Hey, fellow tiling window manager fans, whether you use i3, awesome, xmonad, bspwm or whatever, how would you try your best at emulating the experience on a Windows or OSX machine?
Virtuawin gets you multiple (by default just 4 and they can so far as I know only be accessed in geometric up-down,left-right relation to eachother, like Ubuntu w/ Unity.) desktops on Windows. It does not tile though.
Windawesome tiles, but it's got some dumbass installation method that requires you to fuck with dll files. Both are GNU, though.
Is bug.n still in development?
Solid axilla game
>>53634190
>bug.n
I dunno.
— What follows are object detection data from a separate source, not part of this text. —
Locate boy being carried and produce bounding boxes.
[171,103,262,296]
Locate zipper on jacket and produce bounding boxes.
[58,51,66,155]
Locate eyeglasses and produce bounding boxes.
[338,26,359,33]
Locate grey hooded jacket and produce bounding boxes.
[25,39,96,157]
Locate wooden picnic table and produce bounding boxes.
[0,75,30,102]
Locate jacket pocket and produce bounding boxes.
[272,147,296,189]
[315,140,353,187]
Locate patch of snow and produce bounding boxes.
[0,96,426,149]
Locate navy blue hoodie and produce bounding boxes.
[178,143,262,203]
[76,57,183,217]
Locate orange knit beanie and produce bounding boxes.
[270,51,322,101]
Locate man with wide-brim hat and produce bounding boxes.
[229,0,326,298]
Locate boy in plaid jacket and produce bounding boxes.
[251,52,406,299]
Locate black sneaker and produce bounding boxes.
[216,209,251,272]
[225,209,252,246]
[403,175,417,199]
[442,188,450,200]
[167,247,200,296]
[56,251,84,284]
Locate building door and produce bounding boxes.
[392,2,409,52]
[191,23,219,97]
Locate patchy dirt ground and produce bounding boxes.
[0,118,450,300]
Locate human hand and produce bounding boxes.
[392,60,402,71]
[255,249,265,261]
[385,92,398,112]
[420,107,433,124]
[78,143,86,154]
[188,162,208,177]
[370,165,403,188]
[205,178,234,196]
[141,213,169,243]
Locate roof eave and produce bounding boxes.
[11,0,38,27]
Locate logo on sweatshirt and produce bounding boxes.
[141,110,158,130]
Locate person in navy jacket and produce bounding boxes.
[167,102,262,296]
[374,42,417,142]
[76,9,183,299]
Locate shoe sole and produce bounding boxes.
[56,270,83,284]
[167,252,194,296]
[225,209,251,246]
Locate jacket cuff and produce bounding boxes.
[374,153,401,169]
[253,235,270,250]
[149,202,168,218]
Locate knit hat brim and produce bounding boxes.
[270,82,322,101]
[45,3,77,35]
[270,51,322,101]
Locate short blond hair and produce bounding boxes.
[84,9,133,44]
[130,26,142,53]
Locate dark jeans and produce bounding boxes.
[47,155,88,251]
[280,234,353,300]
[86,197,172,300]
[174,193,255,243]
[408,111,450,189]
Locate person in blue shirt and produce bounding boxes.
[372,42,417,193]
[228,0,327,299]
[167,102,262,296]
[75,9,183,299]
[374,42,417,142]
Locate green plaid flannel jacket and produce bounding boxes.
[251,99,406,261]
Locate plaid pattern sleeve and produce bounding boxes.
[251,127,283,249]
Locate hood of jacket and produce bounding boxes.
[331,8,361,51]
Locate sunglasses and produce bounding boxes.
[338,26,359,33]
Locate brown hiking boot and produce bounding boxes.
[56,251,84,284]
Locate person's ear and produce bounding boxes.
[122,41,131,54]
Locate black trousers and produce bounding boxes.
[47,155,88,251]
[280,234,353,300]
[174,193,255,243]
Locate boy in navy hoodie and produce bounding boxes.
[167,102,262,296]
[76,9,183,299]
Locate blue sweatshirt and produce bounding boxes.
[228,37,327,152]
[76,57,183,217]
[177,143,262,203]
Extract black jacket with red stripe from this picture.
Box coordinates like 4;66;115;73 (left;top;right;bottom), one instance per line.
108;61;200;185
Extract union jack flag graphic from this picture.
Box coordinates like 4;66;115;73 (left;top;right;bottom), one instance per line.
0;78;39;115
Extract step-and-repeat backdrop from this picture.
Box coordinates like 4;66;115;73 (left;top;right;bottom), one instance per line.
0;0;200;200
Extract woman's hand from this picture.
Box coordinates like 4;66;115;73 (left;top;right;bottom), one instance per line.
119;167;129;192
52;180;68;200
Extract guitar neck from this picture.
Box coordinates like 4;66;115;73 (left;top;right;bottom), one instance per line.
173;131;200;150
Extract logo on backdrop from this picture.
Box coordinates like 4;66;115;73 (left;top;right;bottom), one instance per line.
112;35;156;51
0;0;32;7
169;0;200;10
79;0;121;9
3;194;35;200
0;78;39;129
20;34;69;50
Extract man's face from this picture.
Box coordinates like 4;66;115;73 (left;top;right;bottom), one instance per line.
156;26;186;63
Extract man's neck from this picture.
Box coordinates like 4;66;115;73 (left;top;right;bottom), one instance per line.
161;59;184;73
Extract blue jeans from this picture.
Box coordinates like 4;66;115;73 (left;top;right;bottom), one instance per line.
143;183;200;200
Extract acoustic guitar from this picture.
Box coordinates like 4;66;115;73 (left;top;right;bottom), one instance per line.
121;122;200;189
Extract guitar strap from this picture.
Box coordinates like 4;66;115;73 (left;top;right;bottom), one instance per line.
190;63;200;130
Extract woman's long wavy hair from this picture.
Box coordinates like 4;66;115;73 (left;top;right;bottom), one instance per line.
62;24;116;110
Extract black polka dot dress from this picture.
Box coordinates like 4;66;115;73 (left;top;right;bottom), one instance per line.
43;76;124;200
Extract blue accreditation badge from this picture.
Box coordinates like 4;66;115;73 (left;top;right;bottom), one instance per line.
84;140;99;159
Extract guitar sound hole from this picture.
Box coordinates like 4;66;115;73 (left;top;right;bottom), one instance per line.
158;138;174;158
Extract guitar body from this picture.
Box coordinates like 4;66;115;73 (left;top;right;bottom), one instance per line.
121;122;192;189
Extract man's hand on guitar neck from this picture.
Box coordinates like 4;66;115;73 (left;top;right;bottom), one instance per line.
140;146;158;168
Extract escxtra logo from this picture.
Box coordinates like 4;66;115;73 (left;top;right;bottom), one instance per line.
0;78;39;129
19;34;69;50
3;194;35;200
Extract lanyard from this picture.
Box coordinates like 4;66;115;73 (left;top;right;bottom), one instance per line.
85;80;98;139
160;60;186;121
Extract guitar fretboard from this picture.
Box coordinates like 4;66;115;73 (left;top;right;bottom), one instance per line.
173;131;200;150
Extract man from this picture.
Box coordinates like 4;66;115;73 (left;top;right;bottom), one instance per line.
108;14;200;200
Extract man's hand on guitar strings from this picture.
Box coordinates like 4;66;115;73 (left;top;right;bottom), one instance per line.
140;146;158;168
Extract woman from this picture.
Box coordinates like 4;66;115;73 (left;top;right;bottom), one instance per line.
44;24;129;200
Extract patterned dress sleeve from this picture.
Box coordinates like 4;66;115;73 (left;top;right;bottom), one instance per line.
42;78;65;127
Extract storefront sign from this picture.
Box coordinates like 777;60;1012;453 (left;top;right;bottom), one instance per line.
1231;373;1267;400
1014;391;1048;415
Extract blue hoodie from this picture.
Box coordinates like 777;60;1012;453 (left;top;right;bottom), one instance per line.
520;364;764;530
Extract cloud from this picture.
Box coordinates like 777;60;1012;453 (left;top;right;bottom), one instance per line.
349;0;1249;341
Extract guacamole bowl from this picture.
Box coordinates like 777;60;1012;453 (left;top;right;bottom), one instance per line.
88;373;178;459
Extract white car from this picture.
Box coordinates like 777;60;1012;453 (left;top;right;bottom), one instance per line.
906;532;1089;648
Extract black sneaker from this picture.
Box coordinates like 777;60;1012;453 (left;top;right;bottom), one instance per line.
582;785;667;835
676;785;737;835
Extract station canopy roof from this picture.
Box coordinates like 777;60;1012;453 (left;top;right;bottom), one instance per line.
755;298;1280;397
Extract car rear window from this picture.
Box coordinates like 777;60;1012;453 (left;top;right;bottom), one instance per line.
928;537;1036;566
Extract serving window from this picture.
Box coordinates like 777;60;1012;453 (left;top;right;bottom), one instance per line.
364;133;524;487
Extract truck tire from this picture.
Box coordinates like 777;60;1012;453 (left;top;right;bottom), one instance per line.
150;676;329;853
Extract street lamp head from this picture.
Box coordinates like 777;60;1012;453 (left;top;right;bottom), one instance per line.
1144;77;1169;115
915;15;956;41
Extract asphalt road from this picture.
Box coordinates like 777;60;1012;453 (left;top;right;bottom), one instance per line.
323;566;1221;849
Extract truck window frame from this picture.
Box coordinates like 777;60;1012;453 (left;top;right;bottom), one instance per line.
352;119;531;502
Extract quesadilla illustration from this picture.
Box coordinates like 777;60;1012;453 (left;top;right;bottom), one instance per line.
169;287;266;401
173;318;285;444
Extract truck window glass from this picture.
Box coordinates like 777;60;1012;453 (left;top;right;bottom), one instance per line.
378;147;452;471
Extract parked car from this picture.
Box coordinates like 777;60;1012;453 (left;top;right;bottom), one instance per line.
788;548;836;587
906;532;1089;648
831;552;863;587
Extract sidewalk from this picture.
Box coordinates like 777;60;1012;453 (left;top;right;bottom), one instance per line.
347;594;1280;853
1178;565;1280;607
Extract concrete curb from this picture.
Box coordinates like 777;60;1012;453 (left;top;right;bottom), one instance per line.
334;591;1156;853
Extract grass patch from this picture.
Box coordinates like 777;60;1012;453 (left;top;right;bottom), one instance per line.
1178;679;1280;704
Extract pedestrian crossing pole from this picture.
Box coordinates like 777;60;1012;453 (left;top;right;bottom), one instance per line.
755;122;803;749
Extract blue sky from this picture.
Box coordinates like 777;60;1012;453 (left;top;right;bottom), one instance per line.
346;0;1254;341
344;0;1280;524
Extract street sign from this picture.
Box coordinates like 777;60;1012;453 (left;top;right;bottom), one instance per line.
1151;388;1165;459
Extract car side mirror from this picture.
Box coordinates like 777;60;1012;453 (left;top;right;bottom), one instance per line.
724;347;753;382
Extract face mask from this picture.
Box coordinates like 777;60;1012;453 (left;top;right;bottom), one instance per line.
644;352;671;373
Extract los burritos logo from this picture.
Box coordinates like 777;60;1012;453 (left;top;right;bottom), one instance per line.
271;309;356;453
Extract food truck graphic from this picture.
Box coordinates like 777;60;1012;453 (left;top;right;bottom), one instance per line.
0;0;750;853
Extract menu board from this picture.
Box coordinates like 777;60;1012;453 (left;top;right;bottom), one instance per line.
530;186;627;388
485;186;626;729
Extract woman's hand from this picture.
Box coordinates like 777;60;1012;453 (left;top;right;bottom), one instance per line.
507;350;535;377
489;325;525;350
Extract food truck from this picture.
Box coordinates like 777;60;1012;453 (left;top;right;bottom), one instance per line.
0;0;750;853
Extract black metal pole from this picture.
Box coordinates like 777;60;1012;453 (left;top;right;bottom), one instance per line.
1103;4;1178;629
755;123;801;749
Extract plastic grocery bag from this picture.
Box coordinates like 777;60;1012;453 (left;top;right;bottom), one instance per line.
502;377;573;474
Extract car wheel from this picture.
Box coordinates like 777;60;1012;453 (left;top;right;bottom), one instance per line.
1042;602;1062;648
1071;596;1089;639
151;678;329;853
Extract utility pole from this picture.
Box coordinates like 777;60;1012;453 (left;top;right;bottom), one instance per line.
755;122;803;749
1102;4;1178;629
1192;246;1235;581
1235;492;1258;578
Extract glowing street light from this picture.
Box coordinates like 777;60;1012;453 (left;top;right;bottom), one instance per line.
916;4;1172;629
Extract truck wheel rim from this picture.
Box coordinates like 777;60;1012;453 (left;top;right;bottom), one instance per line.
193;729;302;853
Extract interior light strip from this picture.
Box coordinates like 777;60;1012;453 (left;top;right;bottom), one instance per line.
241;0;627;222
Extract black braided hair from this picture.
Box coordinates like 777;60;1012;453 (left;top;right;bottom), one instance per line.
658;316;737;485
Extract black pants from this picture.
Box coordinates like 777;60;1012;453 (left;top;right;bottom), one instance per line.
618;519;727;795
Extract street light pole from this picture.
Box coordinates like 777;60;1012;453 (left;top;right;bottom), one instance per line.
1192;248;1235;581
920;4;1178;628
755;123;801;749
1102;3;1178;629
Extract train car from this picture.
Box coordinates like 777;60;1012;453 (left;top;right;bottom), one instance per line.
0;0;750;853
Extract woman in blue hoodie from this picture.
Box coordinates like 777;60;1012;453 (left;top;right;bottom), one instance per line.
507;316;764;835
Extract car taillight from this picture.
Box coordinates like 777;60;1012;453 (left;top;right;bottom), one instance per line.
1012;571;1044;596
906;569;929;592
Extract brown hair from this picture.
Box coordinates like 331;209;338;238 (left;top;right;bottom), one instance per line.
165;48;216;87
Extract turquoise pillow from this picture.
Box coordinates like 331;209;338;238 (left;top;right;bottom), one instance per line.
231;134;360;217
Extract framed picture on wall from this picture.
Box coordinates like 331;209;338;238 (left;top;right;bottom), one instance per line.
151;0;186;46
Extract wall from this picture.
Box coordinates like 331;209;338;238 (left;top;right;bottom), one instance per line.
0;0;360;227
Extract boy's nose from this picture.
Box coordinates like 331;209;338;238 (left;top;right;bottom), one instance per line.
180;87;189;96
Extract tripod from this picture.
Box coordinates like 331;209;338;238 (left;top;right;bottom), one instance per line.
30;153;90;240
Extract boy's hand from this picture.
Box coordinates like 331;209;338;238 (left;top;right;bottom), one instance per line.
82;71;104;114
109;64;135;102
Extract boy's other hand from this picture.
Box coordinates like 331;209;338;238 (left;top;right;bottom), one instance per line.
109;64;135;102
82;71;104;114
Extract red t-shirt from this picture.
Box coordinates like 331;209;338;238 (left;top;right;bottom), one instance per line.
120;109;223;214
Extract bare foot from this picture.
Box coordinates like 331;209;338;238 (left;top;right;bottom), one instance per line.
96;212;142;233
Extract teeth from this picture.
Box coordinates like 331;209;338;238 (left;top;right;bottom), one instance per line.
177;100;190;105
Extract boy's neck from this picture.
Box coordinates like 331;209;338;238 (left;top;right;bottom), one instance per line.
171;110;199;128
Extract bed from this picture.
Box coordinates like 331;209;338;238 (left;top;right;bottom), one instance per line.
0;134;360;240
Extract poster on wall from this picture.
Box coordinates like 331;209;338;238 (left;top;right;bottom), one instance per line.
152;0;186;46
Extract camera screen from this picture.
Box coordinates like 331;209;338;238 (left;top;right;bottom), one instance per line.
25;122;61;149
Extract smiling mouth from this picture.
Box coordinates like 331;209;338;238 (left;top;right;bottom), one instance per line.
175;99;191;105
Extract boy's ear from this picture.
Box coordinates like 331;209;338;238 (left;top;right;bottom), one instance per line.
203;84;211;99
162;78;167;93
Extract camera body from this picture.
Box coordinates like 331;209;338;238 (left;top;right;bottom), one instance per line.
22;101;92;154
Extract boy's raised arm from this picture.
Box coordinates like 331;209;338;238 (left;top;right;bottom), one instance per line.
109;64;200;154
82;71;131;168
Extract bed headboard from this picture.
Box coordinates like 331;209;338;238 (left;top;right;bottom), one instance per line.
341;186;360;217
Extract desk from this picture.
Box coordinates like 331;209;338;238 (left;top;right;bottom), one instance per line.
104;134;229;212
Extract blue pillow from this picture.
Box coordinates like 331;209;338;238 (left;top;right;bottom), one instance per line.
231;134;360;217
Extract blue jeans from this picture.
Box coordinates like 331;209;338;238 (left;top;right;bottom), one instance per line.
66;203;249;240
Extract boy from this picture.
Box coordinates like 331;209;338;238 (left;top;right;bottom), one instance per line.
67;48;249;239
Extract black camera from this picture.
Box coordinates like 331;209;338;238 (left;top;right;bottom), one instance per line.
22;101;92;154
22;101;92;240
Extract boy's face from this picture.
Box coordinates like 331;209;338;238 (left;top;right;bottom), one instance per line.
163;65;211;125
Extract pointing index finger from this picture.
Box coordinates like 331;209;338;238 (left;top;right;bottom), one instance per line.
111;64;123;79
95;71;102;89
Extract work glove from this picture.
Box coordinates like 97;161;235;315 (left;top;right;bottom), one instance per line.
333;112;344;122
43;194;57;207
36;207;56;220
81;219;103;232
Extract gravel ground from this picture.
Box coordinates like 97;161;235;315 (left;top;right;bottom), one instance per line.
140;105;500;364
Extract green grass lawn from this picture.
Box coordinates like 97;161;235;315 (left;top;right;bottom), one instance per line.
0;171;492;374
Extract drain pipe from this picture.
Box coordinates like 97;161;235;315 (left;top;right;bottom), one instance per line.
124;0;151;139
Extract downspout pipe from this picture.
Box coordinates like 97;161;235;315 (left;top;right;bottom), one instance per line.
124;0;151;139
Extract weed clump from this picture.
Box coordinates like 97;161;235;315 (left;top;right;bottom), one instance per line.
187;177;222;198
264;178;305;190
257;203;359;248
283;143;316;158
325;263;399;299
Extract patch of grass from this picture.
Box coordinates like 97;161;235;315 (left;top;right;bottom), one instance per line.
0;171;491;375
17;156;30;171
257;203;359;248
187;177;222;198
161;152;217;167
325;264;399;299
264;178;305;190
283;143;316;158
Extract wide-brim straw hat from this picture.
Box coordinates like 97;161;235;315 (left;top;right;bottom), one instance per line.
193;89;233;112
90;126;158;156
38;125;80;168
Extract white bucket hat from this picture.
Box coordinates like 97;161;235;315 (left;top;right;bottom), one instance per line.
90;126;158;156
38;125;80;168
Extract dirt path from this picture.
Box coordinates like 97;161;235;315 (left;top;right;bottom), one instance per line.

Windawesome is a bug.n variant that's supposedly better.
>>53634169
I used winsplit revolution. Which is, as far as I know, no longer in active development, but it works fine on 7. (I have no idea if it works on 8 or 10). It's really just a way you can set hotkeys for resizing the active window to a certain position on the screen, so it's kind of like a manual-transmission tiling manager. I set it up with the ctrl-alt-[numpad key] sending the window to the top/bottom/side/corner, with five meaning "maximize to screen". It doesn't do workspaces, just resizes windows.
not the greatest but good enough for the machine I still run windows on.
I like gridmove for Windows. One of the stock layouts gives you a bunch of options for positioning/size but it doesn't tile windows automatically, you move them with middle mouse.
>>53634190
Eww. I used it a couple weeks ago and it was awful. Buggy as hell.